Menurutnya, awal semester merupakan momentum strategis untuk memperkuat komitmen seluruh pemangku kepentingan pendidikan dalam membangun ekosistem belajar yang inklusif dan menggembirakan.
Hal tersebut disampaikan Fajar saat bertindak sebagai pembina upacara pada hari pertama masuk sekolah di SMP Al-Irsyad, Kota Tegal, Jawa Tengah, Senin (5/1/2026). Ia menekankan bahwa sekolah tidak hanya berfungsi sebagai tempat transfer ilmu pengetahuan, tetapi juga ruang pembentukan karakter dan rasa aman, baik secara fisik maupun psikologis.
“Sekolah harus menjadi lingkungan yang aman, nyaman, dan menyenangkan. Di sinilah murid belajar tidak hanya soal akademik, tetapi juga membangun karakter, empati, dan keberanian untuk mencegah segala bentuk kekerasan,” ujar Fajar.
Dalam kesempatan tersebut, Fajar juga menyosialisasikan kebijakan Tes Kemampuan Akademik (TKA) yang akan mulai diterapkan pada 2026 untuk jenjang sekolah dasar dan menengah pertama. Tes ini mencakup mata pelajaran Matematika dan Bahasa Indonesia.
Ia menegaskan bahwa TKA tidak digunakan sebagai penentu kelulusan siswa, melainkan sebagai instrumen pemetaan kemampuan akademik.
“Tidak perlu khawatir. TKA bukan syarat kelulusan. Hasilnya digunakan untuk memetakan kemampuan murid dan dapat dimanfaatkan sebagai salah satu jalur prestasi dalam melanjutkan pendidikan,” jelasnya.
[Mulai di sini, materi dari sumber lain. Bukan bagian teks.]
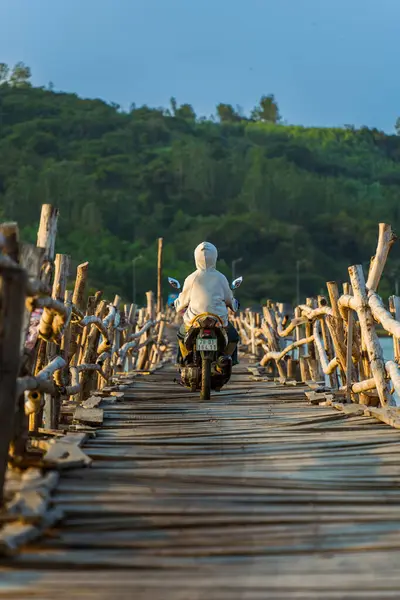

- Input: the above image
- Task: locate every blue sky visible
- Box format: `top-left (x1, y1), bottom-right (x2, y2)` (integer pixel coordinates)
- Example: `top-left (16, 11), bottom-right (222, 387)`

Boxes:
top-left (0, 0), bottom-right (400, 131)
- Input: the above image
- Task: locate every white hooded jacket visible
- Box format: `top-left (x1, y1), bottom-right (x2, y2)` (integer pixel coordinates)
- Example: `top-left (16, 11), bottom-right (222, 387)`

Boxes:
top-left (174, 242), bottom-right (236, 327)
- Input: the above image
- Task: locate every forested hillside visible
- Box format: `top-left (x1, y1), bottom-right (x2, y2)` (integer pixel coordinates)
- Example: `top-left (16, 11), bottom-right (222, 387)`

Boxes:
top-left (0, 65), bottom-right (400, 301)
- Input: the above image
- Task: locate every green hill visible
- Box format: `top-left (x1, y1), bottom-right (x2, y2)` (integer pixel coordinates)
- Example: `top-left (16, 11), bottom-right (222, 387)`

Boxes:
top-left (0, 69), bottom-right (400, 302)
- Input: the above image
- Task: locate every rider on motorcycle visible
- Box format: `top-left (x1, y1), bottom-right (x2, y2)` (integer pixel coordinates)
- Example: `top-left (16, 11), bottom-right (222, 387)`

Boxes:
top-left (174, 242), bottom-right (239, 365)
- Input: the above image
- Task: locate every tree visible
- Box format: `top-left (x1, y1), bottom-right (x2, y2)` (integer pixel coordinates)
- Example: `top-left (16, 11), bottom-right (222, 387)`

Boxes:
top-left (0, 63), bottom-right (10, 84)
top-left (251, 94), bottom-right (281, 123)
top-left (217, 102), bottom-right (242, 123)
top-left (9, 62), bottom-right (31, 87)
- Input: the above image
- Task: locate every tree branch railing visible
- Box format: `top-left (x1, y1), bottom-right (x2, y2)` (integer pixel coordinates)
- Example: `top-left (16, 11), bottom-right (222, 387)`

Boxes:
top-left (234, 223), bottom-right (400, 408)
top-left (0, 205), bottom-right (169, 540)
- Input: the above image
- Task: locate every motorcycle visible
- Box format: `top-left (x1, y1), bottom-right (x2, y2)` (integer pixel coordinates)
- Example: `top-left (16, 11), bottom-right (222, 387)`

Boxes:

Selain menghadiri upacara, Wamen Fajar juga meninjau pemanfaatan Interactive Flat Panel (IFP) di SLB Negeri Kota Tegal. Kunjungan tersebut dilakukan untuk melihat secara langsung penerapan teknologi pembelajaran digital dalam mendukung layanan pendidikan inklusif bagi peserta didik berkebutuhan khusus.
Menurut Fajar, penggunaan teknologi pembelajaran seperti IFP merupakan bagian penting dari transformasi pendidikan yang adaptif dan responsif terhadap keragaman kebutuhan belajar.
“Transformasi digital dalam pembelajaran harus bisa diakses oleh semua anak, termasuk siswa berkebutuhan khusus. Teknologi seperti IFP membantu guru menyajikan materi secara lebih visual, interaktif, dan sesuai dengan karakteristik murid di SLB,” tutupnya.